David Jonathan Wolff, William R. McKinney

For the first time since the Korean War, reduced tensions on the Korean Peninsula have presented a real opportunity to resolve North Korean issues by focusing on converging security concerns increasingly shared by the Republic of Korea (ROK), Democratic People’s Republic of Korea (DPRK), and the United States (US) about the rise of the People’s Republic of China (PRC). That new reality portends a security realignment far different from that of today and invites a game-changing reassessment of US security roles and responsibilities in the region.

The United States should seek to rebalance the changing power equation in Northeast Asia by:

1) Offering to empower both North and South Korea to counterbalance the rising PRC superpower and;

2) Serving as a multi-dimensional security guarantor for regional allies and partners, potentially including the DPRK.

Our conclusions rest on two assumptions. First, US leadership is crucial to counterbalancing the PRC’s growing power projection capabilities. Second, the US should not limit itself to a defensive posture along the “First Island Chain” but should seek to counter-balance growing PRC power from the Korean Peninsula. To achieve that objective, Washington should propose a new security and economic arrangement that empowers both North and South Korea to assist in balancing China. To prevent PRC hegemony over the Korean Peninsula, the US strategy must build a constructive relationship with the DPRK; similar to the one Washington has with the ROK. Normalized US-DPRK relations offer the best path for Washington to positively shape the future Northeast Asian security environment, and the only realistic way to convince Kim Jong Un to agree to denuclearize.

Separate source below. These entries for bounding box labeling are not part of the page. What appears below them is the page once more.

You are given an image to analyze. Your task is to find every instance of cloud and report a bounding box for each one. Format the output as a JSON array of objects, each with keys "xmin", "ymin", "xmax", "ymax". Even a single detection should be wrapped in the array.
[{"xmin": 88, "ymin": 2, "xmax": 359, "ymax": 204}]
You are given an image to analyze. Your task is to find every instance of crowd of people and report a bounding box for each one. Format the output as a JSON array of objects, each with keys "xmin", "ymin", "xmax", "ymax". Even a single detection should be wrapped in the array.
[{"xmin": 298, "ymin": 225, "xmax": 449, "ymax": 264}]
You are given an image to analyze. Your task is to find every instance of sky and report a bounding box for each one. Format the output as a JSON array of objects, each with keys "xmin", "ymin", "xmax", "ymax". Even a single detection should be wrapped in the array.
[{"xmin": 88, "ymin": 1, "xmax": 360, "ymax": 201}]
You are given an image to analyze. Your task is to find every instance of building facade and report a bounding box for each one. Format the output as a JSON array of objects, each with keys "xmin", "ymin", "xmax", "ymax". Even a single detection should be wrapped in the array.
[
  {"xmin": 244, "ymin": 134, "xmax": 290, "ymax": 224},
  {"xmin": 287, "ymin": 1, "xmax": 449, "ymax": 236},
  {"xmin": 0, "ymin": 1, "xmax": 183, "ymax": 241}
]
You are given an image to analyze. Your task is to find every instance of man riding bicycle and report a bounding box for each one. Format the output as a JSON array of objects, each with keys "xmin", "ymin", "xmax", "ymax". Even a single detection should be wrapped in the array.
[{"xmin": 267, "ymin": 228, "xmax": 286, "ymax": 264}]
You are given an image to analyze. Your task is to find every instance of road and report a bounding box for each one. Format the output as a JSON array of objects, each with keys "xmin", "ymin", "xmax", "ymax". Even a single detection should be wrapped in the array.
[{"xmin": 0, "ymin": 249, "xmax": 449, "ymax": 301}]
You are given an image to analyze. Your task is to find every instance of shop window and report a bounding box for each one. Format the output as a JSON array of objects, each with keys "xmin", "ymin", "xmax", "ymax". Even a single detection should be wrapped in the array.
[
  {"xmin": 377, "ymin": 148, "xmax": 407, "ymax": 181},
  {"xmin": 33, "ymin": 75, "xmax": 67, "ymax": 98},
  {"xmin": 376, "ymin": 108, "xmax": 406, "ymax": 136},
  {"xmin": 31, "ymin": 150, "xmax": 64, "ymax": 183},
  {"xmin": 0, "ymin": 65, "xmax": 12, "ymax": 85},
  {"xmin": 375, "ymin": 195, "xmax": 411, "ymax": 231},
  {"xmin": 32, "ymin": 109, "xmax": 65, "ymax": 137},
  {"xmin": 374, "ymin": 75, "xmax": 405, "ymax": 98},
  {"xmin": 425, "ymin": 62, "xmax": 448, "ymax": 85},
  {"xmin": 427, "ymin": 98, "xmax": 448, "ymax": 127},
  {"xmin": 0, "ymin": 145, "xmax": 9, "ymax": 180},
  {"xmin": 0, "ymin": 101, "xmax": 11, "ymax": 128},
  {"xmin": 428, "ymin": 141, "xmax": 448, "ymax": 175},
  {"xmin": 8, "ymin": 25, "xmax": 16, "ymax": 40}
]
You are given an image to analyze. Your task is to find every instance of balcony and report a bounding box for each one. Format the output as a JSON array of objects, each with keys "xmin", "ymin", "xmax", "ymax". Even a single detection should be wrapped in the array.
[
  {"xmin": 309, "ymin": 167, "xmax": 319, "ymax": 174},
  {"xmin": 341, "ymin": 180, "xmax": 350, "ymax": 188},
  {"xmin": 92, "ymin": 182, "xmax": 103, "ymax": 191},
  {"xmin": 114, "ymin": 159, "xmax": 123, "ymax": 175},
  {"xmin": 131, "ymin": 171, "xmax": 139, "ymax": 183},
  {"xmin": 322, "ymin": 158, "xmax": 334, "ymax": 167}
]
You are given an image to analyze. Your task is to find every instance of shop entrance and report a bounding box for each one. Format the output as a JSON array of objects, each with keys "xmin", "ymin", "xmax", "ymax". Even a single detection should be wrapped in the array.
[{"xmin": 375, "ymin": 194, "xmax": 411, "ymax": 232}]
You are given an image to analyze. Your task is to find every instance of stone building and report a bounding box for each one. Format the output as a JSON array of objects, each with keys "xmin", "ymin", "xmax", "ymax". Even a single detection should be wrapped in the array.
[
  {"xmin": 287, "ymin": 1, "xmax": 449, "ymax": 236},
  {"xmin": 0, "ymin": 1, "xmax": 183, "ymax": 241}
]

Shared long-term security threat:

The return of a hegemonic China has created the opportunity for Washington, Seoul, and Pyongyang to realign security interests to their mutual long-term benefit. Kim Jong Un, if he is to give up his nuclear weapons, must first be convinced that denuclearization will not equate to a loss of DPRK national security. North Korea’s tirades against the United States led many to conclude that Pyongyang intends to use its rudimentary nuclear weapons against US targets. However, the DPRK’s paramount motivation is its own security and survival. Deterring the United States is part of that effort, but it is even more logical to conclude that it fears growing leverage from a rising hegemonic China.